When deciding on a budget for wedding stationery, couples often neglect to account for one important expense: RSVP stamps. While no one thinks twice about adding postage to the outer envelope of a wedding invitation—because if you don't, the post office will send the entire lot back to you—putting a stamp on the RSVPs isn't as obvious to some. It really isn't an option, though. Another small detail couples tend to forget? Addressing that stamped envelope back to themselves. Here's why both details really matter.
It's your best shot at getting guests to RSVP.

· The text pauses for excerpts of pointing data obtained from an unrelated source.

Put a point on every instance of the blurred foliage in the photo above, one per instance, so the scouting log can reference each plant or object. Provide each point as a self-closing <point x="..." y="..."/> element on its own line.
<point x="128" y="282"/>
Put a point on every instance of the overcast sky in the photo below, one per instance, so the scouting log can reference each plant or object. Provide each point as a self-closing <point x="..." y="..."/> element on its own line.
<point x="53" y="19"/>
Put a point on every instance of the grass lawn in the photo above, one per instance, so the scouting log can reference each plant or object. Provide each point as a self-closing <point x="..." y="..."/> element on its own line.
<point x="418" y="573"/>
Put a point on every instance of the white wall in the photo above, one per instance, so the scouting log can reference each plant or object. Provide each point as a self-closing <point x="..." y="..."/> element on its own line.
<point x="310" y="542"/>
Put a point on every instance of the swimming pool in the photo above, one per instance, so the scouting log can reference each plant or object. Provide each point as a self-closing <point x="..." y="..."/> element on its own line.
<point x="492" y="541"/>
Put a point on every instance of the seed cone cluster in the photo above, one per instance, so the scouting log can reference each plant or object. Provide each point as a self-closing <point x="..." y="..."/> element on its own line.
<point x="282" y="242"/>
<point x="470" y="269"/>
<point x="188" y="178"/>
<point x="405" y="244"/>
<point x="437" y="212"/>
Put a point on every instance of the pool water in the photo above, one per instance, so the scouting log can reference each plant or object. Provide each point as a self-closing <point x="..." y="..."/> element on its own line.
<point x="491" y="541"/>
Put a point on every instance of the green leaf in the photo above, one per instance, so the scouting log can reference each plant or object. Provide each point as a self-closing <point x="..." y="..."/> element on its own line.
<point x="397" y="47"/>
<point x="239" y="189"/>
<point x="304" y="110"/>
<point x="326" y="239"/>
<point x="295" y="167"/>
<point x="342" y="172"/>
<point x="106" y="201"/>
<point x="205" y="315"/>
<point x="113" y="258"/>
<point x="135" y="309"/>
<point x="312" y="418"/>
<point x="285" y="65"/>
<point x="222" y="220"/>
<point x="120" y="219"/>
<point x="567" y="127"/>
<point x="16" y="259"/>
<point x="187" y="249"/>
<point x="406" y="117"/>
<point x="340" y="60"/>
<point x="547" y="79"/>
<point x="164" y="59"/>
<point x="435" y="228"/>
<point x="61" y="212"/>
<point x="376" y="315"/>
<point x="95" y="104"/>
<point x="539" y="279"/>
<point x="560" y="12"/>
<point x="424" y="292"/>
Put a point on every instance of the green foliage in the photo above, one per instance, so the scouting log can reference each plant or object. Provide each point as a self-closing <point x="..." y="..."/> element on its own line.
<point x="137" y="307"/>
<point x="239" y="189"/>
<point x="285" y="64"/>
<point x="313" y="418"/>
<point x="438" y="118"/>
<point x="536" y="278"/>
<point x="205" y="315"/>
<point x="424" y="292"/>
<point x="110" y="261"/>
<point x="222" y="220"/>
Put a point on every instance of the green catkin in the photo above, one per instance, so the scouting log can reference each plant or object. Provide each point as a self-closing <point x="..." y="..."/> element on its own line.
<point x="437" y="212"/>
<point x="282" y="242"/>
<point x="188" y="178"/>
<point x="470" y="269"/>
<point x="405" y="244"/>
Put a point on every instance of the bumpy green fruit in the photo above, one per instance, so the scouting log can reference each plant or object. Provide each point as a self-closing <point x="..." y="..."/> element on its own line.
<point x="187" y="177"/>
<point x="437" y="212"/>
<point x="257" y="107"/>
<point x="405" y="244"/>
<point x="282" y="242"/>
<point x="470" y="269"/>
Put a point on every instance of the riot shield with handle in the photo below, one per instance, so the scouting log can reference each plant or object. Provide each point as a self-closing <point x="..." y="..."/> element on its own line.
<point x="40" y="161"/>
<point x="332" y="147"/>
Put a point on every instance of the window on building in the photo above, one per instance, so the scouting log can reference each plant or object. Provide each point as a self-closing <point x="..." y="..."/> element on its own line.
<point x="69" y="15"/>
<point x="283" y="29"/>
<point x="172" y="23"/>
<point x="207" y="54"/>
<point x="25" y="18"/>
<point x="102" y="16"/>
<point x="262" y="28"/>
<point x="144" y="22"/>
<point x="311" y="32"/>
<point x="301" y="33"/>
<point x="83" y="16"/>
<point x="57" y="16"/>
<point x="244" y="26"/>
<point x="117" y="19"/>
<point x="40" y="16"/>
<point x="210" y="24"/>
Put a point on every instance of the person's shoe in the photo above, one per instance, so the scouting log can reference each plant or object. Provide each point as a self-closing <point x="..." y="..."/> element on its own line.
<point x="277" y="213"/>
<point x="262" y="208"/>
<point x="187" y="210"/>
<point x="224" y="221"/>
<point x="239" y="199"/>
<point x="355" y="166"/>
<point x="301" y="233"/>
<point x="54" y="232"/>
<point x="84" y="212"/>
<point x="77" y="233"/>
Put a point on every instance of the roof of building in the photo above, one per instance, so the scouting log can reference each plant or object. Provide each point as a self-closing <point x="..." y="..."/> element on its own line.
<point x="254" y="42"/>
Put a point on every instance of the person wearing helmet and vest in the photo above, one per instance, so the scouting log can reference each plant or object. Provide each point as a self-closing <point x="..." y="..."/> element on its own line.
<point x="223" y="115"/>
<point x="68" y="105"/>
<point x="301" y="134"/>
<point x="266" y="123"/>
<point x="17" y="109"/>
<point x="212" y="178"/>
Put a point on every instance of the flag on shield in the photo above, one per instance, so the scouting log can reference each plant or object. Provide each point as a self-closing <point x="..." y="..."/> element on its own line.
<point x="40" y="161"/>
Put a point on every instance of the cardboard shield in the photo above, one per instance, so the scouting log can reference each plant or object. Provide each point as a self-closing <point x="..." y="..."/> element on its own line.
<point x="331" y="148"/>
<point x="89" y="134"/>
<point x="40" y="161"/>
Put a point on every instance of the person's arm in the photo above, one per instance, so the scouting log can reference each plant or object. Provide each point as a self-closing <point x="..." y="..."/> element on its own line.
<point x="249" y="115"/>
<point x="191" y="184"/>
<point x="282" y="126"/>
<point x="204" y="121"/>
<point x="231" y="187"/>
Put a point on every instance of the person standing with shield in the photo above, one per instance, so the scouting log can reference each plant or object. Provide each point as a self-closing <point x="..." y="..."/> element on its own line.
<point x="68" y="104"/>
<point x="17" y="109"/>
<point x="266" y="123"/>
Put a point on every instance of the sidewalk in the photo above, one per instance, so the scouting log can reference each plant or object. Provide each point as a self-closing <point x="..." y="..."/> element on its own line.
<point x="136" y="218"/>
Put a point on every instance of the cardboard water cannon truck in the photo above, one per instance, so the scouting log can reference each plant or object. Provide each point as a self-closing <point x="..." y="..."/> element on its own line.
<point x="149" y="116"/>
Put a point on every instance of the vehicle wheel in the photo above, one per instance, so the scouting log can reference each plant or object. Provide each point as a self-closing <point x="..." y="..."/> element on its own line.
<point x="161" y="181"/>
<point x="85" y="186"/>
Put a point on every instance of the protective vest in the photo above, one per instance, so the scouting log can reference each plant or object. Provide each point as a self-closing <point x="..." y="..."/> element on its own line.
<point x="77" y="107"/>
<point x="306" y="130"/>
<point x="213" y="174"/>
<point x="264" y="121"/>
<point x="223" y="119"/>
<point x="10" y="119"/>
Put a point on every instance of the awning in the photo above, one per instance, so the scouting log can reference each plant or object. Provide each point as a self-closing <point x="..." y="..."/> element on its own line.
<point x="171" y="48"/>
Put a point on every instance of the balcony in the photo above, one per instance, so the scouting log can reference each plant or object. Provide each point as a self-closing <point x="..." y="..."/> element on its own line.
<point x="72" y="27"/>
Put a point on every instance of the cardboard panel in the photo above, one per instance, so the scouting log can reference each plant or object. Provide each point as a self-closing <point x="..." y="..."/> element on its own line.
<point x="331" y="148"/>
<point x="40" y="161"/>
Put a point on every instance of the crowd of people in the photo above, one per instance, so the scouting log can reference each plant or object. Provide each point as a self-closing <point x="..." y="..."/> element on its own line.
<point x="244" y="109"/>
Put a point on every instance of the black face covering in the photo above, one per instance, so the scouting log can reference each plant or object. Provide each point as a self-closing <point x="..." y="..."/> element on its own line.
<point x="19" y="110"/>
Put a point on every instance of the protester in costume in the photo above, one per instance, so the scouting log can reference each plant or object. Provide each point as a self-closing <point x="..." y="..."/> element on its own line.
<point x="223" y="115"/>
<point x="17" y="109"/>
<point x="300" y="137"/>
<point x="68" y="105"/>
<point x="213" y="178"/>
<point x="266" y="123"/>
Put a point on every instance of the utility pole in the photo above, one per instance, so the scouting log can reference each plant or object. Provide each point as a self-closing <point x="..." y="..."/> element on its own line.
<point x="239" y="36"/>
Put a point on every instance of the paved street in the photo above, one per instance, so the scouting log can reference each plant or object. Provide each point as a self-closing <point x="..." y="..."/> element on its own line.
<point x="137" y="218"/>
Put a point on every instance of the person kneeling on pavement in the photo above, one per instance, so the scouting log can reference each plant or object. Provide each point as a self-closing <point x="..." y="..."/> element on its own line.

With the popularity of email, texting, and automatic bill paying, having postage stamps on hand is becoming less and less common. When someone needs a stamp, this scenario is common: They scourge around looking in drawers and in their wallet, and then (hopefully) mooch one off their coworker. When your guests receive your wedding invitation, make it easy for them to RSVP by having a stamp already on the card. If your address is included, too, they have no excuse not to drop the card in the mail right away. If you know your guests are still going to want a digital option, provide a link to the RSVP field of your wedding website on the note.
It's worth the cost.
A first-class stamp for each envelope will cost you just 50 cents and these responses will then get delivered within a few days of mailing. That's a small price to pay in the grand scheme of wedding spending. If you want to save some money, instead of enclosing a card in an envelope, go with a postcard RSVP, which cost 35 cents each to mail (for the standard-size, rectangular variety, that is).
It's worth the effort.
Your wedding to-do list might be a mile long, but spending a few minutes stamping each envelope and penning your address is well worth the time and effort it takes. Wouldn't you rather give guests everything they need to RSVP in a timely manner than to have to spend hours tracking down everyone's responses later?
It's good etiquette.
Every couple wants to take care of their guests and show how glad they are to share this important day with loved ones. Family and friends may be using vacation days or giving up part (or all) of the weekend to celebrate with you. They're driving for hours to reach the wedding venue, paying to stay in hotels, buying you gifts—and you're thinking of not spending 50 cents for a stamp? Many couples are concerned with following the rules of wedding etiquette—another way of saying "good manners"—and this is a prime example of showing yours are impeccable!